American Indian agencies that have offered support include the National
Congress of American Indians, the Alaskan Federation of Natives, and the
Council for Native Hawaiian Advancement, among many others.

Virginia chiefs asked members of the audience to support the tribes' fight.
However, Chief Marvin Bradby of the Eastern Chickahominy Tribe said the
tribes weren't looking for handouts. And he added that for far too long
Virginia Indians had been denied their own identities.

Diane Shields, the Monacan Indian Nation's assistant chief, said the tribes
began the federal recognition process to show respect of their elders. "...
They have been classified as secondhand Indians or worse for many years,"
Shields said. "Because if you are not a federally recognized Indian, you
are not real."

But Chief Anne Richardson of the Rappahannock Indian Tribe said while the
campaign for federal recognition and the momentum behind it has been
tremendous, it has been built on the sacrifices of their elders.

"Many of them have passed on and won't get to see this," she said.

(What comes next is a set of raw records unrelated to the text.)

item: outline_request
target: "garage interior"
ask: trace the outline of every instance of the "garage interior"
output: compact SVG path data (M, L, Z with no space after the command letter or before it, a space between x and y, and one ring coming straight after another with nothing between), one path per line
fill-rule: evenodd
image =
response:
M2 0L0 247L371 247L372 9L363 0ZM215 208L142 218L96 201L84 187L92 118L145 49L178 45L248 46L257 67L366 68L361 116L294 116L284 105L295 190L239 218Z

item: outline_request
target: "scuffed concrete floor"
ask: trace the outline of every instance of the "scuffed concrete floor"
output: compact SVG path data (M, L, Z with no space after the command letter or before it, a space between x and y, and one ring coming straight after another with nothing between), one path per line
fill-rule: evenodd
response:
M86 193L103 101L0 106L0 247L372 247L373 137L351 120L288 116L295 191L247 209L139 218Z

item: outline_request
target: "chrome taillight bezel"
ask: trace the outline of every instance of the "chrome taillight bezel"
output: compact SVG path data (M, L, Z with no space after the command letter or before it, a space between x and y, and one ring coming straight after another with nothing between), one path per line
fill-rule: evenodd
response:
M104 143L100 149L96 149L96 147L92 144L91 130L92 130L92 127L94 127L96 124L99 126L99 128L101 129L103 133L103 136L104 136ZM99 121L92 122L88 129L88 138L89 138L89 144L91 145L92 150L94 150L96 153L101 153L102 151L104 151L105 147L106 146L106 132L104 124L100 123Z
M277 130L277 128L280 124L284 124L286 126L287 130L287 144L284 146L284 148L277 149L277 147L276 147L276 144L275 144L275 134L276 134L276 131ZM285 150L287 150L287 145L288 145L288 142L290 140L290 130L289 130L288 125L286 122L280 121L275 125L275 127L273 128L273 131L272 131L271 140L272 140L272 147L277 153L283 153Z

The state and local governments, agencies and national organizations are
saying, "properly recognize these people," said Ken Adams, Upper Mattaponi
Tribe chief.

"I'm convinced that Virginia Indians will set standards of excellence in
Indian country ... but first we need federal recognition," Adams said.

Opponents of the recognition continue to argue that the bills would allow
Virginia Indians to utilize the National Indian Gaming Act. However, the
bills include amendments prohibiting the tribes from using the act.